China’s Golden Shield project (Great Firewall) explained
I taught a lesson on SIP and the DNS, and had the following question asked by a student, “How is China handling their DNS requests? Is that how they are able to filter the net?”.
It was a tad off topic, but a great question. I had a feeling that China’s Golden Shield project (The Great Firewall), was a tad more involved than just controlling zone files, so I deferred the question till the next day, until I could research a proper answer. Here’s a brief summary of what I found.
Why did China feel a need for the Golden Shield Project?
The Golden Shield was the Community Party of China (CPC) response to the China Democracy Party (CDP). The CDP was finding a voice on the internet, and the CPC wasn’t really all ‘cray-cray’ about democracy spreading in Communist China, so it was decided that China would simply filter all of the internet.
Who is effected by the Golden Shield Project?
Design began in 1998, and ‘finished’ in 2003, but ‘major project updates’ occurred to the program from 2006 to 2008. As I write this, the project controls info for 1.3 billion Chinese and requires roughly 30,000 employees to ‘monitor’ internet. Chat, blogs, websites, podcasts and Weibo (Chinese Twitter), are all constantly being watched and censored by Chinese authorities. If you are found to be using the internet to communicate thoughts that, “defame the government”, “split the nation”, or “leak government secrets”, than you may be subject to censorship, fines, or jail sentences. Further content restrictions were imposed in 2000, when China passed laws forbidding a Chinese ISP to provide access to any foreign media without government approval.
Yes, yes, it all sounds quite horrible. I get it. Now, how does it work?

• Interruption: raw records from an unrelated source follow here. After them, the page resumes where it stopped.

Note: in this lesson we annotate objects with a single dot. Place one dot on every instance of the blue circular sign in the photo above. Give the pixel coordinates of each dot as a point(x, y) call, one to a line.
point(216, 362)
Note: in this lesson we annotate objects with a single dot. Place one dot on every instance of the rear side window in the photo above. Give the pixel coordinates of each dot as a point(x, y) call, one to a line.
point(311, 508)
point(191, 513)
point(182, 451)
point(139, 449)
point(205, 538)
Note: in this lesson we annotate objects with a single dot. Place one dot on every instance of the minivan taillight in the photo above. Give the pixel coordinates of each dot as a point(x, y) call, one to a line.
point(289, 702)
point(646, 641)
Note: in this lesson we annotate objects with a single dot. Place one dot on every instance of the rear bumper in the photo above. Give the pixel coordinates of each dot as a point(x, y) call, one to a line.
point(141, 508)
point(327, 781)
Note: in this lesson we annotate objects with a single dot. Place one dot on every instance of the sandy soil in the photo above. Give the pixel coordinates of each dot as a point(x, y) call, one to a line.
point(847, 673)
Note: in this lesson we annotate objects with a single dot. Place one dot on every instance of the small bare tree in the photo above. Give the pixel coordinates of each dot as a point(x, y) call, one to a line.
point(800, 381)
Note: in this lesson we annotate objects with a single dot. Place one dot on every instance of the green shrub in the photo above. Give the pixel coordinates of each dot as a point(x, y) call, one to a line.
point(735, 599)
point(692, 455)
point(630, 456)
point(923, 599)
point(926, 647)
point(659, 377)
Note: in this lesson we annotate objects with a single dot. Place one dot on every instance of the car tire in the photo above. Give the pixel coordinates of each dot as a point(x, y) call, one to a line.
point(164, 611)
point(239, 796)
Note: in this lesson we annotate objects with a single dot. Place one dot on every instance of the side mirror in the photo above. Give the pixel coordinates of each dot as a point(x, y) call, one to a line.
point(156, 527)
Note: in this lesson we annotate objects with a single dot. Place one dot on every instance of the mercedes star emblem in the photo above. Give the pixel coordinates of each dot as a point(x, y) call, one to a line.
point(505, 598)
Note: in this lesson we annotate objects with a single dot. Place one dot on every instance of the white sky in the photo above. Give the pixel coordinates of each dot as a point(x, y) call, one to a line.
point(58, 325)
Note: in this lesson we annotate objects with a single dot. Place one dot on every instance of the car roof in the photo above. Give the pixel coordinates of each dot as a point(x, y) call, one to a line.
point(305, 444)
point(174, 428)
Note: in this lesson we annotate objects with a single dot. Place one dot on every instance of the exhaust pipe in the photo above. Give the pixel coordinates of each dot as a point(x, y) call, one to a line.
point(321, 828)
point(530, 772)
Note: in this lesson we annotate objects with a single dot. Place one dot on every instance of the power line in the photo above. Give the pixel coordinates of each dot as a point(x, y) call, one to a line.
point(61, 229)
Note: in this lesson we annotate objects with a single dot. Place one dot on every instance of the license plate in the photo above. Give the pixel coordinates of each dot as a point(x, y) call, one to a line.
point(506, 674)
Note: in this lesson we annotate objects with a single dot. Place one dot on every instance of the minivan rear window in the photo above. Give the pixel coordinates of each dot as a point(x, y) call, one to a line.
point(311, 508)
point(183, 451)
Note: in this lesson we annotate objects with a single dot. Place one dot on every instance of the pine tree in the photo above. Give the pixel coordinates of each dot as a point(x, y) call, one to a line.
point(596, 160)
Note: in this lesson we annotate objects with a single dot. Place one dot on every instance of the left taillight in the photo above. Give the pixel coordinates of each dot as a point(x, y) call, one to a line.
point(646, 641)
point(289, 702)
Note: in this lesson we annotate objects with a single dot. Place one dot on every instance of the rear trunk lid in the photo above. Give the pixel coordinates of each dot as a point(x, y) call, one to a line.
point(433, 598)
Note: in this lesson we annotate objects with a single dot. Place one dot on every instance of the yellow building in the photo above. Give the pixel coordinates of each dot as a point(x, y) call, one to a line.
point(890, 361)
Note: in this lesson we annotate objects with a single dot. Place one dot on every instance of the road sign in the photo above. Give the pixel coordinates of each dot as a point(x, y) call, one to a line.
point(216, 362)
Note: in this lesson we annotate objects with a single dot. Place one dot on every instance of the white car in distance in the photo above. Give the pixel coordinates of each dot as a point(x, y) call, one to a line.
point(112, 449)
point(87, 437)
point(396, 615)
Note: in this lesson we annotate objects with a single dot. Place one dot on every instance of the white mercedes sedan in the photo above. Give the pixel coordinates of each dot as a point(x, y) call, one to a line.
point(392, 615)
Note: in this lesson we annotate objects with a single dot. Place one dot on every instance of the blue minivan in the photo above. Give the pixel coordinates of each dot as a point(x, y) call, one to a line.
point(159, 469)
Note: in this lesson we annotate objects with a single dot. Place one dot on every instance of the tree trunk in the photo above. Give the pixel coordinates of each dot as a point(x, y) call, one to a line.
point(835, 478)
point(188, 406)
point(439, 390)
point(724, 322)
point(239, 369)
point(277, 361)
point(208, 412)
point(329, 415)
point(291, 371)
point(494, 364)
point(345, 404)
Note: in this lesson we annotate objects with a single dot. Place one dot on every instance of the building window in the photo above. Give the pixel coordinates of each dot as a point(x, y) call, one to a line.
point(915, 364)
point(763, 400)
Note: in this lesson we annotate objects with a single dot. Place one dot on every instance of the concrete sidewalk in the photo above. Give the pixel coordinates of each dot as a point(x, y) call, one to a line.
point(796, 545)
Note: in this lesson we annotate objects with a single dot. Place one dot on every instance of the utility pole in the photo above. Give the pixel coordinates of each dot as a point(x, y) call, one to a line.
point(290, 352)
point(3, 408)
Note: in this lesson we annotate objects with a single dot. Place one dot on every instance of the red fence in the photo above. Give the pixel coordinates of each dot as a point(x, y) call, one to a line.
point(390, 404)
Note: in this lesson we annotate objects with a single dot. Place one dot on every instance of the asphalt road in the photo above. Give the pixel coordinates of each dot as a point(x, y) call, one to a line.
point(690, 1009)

China’s web is connected via government-licensed ISPs that must comply with government standards. All ISPs funnel traffic to a single international-level router called
p-0-0-0-r1-I-bjb-1.cn.net at the IP 202.97.33.2
From this single logical node, the government can monitor and control all the country’s traffic. Despite strict control, tech savvy Chinese dissidents have managed to overcome the following many government internet control mechanisms. The control mechanism, and the employed tactic to defeat those mechanisms are as follows:
IP Blocking – Defeated by using proxy servers
DNS ‘tricks’ (DNS redirection) – Defeated by using IP addresses to access web
URL filtering – Defeated using SSL or VPN to obfuscate traffic
Deep packet inspection – Defeated using SSL or VPN to obfuscate traffic
Connection resets – When client request data, a SYN packet is sent, and you receive back a SYN-ACK packet. China authorties will follow this up with a RST packet, stopping your connection for 10 sec. This is one of the more popular ways China stops data requests. It is defeated by filtering all incoming RST packets
Green Dam Youth Escort software (filters pornography, installed on all computers sold in mainland China) – Defeated buying a computer not sold in mainland China or by removing software from the computer (this may be illegal, I’m not sure)
What are the results of China’s race to build an Orwellian distopia?
While it is an impressive technical accomplishment, China has the largest number of jailed “cyberdissidents” in the world. While the average citizen cannot get access all over the web, those with means and training to defeat the Great Firewall can. Therefore, it is not really as effective as China would have the world believe… it is less analogous to the Great Wall, and more analogous to a Great Sponge. Certainly absorbing lots, but still leaving plenty behind.